Famed Kurdish mathematician tops world thinkers list

Last Update: 2019-09-03 00:00:00 - Source: kurdistan 24

ERBIL (Kurdistan 24) – Caucher Birkar, a 41-year old Kurd who rose to fame for winning the prestigious Fields Medal in 2018, has now gone on to top Prospect Magazine’s 50 world thinkers list this Tuesday, with more than half of the total vote.

Birkar was announced the winner in a special supplement containing extended profiles of the top ten on the list.

According to the publication, Birkar won by a landslide, getting more than half the total vote.

“Judging by the comments we received from his fans—many in Kurdish—it seems likely he tapped into support from that part of the world. No one ever said online polls were as rigorous as maths,” the magazine said.

Prospect’s Tom Clark wrote in an interview with Birkar that “the runaway winner was a thinker of a different sort”.

“It’s hugely satisfying to see work of pure thought honoured in this way—and doubly so because this is a Fields Medal winner with quite a backstory,” he said.

Birkar is a Kurd from Iran, Clark pointed out, “one of four states that plays home to the stateless Kurdish people, and one where the traditional answer to their national aspirations has been an iron fist.”

Birkar was born in Mariwan in Iranian Kurdistan (Rojhilat) in 1978. The mathematician sought asylum in the United Kingdom in 2000 and went on to become a professor at Cambridge University.
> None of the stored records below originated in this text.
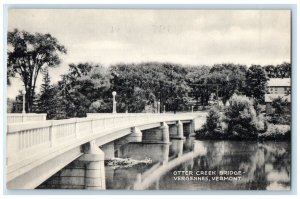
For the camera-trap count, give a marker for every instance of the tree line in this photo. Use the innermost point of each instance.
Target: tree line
(87, 87)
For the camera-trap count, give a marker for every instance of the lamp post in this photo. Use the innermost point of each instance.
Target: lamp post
(114, 93)
(158, 107)
(23, 93)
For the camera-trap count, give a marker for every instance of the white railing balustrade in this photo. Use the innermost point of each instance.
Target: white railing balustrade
(27, 139)
(26, 117)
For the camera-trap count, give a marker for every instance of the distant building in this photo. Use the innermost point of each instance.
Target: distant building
(277, 87)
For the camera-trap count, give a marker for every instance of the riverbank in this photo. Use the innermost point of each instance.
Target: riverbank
(274, 132)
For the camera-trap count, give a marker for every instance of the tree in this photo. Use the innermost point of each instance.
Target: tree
(280, 105)
(47, 100)
(242, 118)
(82, 89)
(256, 82)
(283, 70)
(230, 77)
(28, 55)
(271, 71)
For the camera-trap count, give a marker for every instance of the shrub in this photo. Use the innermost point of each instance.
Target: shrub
(276, 132)
(242, 118)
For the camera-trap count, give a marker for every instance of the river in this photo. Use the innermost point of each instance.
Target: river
(204, 165)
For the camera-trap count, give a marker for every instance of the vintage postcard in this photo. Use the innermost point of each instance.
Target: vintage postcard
(145, 99)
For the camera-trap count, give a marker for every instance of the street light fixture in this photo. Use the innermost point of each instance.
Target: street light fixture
(23, 92)
(114, 93)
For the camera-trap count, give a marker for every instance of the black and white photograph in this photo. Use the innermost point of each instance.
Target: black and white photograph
(149, 99)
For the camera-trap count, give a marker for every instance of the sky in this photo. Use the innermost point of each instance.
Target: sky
(194, 37)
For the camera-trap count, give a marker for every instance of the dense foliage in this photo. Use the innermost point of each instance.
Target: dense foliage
(140, 87)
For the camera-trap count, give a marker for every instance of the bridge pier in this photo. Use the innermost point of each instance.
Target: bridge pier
(86, 172)
(189, 128)
(176, 131)
(95, 169)
(158, 135)
(109, 150)
(135, 136)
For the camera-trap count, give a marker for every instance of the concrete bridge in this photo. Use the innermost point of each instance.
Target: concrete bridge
(38, 150)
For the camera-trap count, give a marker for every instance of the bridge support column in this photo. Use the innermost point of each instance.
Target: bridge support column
(189, 129)
(109, 150)
(159, 135)
(135, 136)
(176, 132)
(95, 170)
(165, 132)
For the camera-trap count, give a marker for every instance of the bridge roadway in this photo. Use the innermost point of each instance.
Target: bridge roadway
(37, 150)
In 2018, Birkar was awarded the prestigious Fields Medal, also known as the Nobel Prize for Mathematics. The prize is presented every four years to candidates under 40 years old who are recognized for their significant contributions in the field of mathematics.

Earlier this year, Birkar was presented an honorary doctorate from Erbil’s Salahaddin University. He also received the People’s Award at a ceremony in London in June 2019.

Birkar told Prospect Magazine that “mathematics is part science, part art,” and often goes hand-in-hand with other interests.

He said that in his own case, these include “psychology, human history, natural history and music.” Birkar revealed he often does his “brain-stretching work while listening to western classical or Kurdish music.”

Birkar also said that some still think of an intellectual as “someone working in literature,” and “struggle to digest the idea that a mathematician can be a top thinker.”

In Kurdish, however, it transpires that “Birkar” doesn’t just mean “mathematician”—it also means “thinker.”